Após a morte de Galtieri, muitas entrevistas foram concedidas à imprensa. A mulher de Galtieri disse, em uma entrevista em 2007, que os ingleses forçaram a Argentina a invadir as Malvinas. Segundo Carlos Galtieri, filho do ex-presidente, caso os argentinos tivessem aceitado a coabitação das ilhas, oferecida pelos ingleses, não teriam direito de reclamar soberania sobre as mesmas depois. Disse que o pai nunca quis ser presidente. Era um militar, não um político. Mas aceitou porque sentiu ser sua responsabilidade.

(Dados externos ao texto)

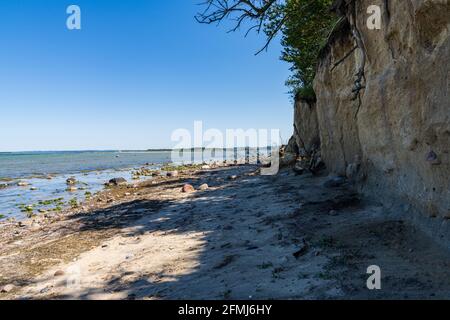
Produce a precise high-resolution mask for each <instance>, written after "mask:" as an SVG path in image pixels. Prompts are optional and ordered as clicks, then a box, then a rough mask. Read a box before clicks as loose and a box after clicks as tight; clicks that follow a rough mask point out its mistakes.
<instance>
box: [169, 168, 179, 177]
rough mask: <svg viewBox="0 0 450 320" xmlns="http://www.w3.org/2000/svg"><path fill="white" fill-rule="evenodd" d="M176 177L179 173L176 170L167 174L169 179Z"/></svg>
mask: <svg viewBox="0 0 450 320" xmlns="http://www.w3.org/2000/svg"><path fill="white" fill-rule="evenodd" d="M178 175H179V173H178V171H177V170H175V171H171V172H167V176H168V177H170V178H175V177H178Z"/></svg>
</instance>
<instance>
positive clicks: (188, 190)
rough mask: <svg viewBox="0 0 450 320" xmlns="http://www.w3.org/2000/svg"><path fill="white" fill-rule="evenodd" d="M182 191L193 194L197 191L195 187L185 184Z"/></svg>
mask: <svg viewBox="0 0 450 320" xmlns="http://www.w3.org/2000/svg"><path fill="white" fill-rule="evenodd" d="M182 191H183V192H184V193H191V192H194V191H195V189H194V187H193V186H191V185H190V184H185V185H184V186H183V188H182Z"/></svg>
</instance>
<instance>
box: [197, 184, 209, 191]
mask: <svg viewBox="0 0 450 320" xmlns="http://www.w3.org/2000/svg"><path fill="white" fill-rule="evenodd" d="M199 189H200V190H202V191H205V190H208V189H209V186H208V185H207V184H206V183H204V184H202V185H201V186H200V187H199Z"/></svg>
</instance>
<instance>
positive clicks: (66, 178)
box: [0, 150, 256, 221]
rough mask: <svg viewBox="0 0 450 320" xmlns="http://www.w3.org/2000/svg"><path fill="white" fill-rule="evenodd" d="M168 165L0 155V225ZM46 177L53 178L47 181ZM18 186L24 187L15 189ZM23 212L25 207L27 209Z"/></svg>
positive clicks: (237, 155) (108, 152)
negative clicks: (12, 219) (23, 185)
mask: <svg viewBox="0 0 450 320" xmlns="http://www.w3.org/2000/svg"><path fill="white" fill-rule="evenodd" d="M255 155H256V151H254V150H253V151H251V156H255ZM185 156H187V157H188V158H189V160H187V159H186V160H187V161H186V162H190V158H191V155H190V153H189V154H187V155H185ZM236 156H237V157H238V158H241V159H242V158H244V157H245V151H243V150H240V151H239V152H237V154H236ZM195 157H196V159H201V160H203V161H212V160H222V159H223V157H222V156H220V155H215V154H212V155H210V156H209V157H205V155H204V154H203V157H202V154H201V152H200V154H198V153H196V155H195ZM170 162H171V152H170V151H161V152H157V151H152V152H117V151H103V152H99V151H82V152H21V153H0V221H2V220H5V219H8V218H14V219H16V220H17V219H24V218H26V217H27V216H29V215H30V214H38V213H39V211H40V210H46V211H55V210H56V211H57V210H59V209H63V208H64V207H67V206H68V205H69V204H71V203H73V202H74V201H77V202H81V201H83V200H85V199H86V197H89V196H90V195H91V194H94V193H95V192H98V191H100V190H102V189H103V188H104V184H105V182H108V181H109V180H110V179H112V178H118V177H122V178H125V179H127V180H128V181H131V179H132V176H133V174H132V172H133V171H134V170H136V169H139V168H141V167H143V166H145V167H147V168H148V169H159V168H161V166H162V165H163V164H165V163H170ZM200 162H201V161H200ZM48 175H51V177H52V179H47V176H48ZM69 177H75V178H76V179H77V181H78V184H77V187H78V190H77V191H75V192H68V191H67V184H66V180H67V178H69ZM147 179H148V178H147ZM21 181H24V182H27V183H29V185H28V186H22V187H20V186H18V185H17V184H18V182H21ZM2 185H3V186H2ZM5 185H7V186H6V187H4V186H5ZM30 206H31V207H30ZM26 207H30V208H29V209H28V210H27V209H26ZM30 209H31V210H30Z"/></svg>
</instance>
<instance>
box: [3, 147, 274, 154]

Mas o general errou. E errou feio. Armou seus aviões com mísseis Exocet. Também até com mísseis de gás napalm. Mas suas tropas não tinham classe militar para usar isso. A América Latina é feito de países com jeito tosco. São sardinhas que parecem caviar. A Guerra das Malvinas foi a consequência dessa estupidez. E Galtieri foi a bola da vez. Nos anos 90, o presidente Carlos Menem liberou Galtieri de uma prisão em regime fechado por este já ser septuagenário. Ficou em prisão domiciliar. Nunca pôde sair da Argentina. Morreria de câncer no pâncreas em 12 de janeiro de 2003. Com ele morria a idéia estúpida de armar qualquer país da América Latina para ser cabeça do mundo. Esqueceram que o desenvolvimento intelectual vem antes do militar. Se os EUA, que sempre foram ponta, quase perdem a liderança para URSS e China, porque sua ciência começou a valorizar credos criacionistas, quem dirá nós, que nem base estudantil sólida tivemos. Se cresce um país como se constrói um prédio: De baixo para cima. Esta é a lição que tiramos disso.